O vice-primeiro-ministro da Polônia, Jaroslaw Gowin, reconheceu nesta quarta-feira (05/10) que os protestos maciços das mulheres da última segunda-feira contra a proibição total do aborto fizeram seu partido refletir, e afirmou que o parlamento não aprovará a proibição total do aborto.
Gowin, que também é titular de Cultura, disse à “rádio Koszalin” que após as manifestações das mulheres “não será aprovado um projeto de lei que proíba o aborto nos casos em que a mulher seja vítima de estupro ou quando sua vida ou sua saúde correrem perigo”.
A mobilização das mulheres polonesas “nos fez pensar e foi uma lição de humildade, (…) avaliamos a importância destes protestos e a boa intenção de grande parte dos que protestaram”, explicou o vice-primeiro-ministro Gowin.

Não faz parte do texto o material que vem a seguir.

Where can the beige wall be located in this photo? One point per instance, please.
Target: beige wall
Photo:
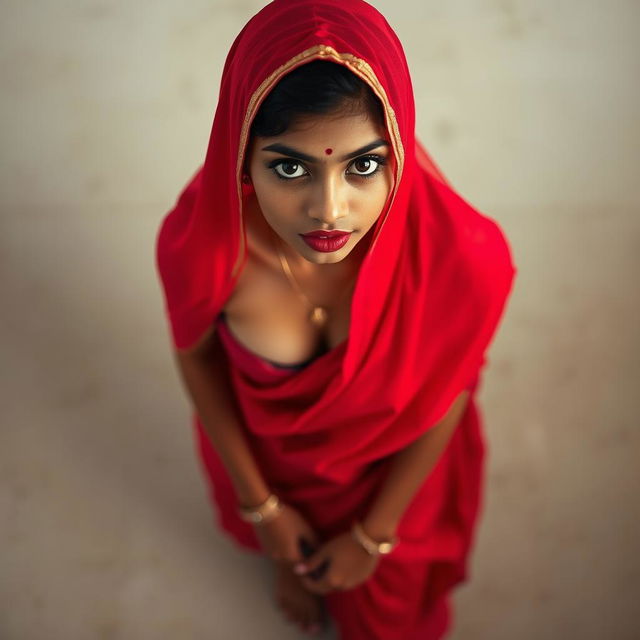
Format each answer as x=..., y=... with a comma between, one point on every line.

Na última segunda-feira milhares de mulheres saíram às ruas nas principais cidades polonesas para protestar contra a possível proibição total do aborto. Coletivos feministas e pró direitos humanos tinham convocado as polonesas a uma greve geral para expressar rejeição à modificação da atual lei.
Também nesta quarta, o presidente do Senado, Stanislaw Karczewski, garantiu que “serão levados em conta os protestos de segunda-feira passada”, e informou que a comissão de trabalho sobre o projeto de lei não iniciará sua atividade por enquanto.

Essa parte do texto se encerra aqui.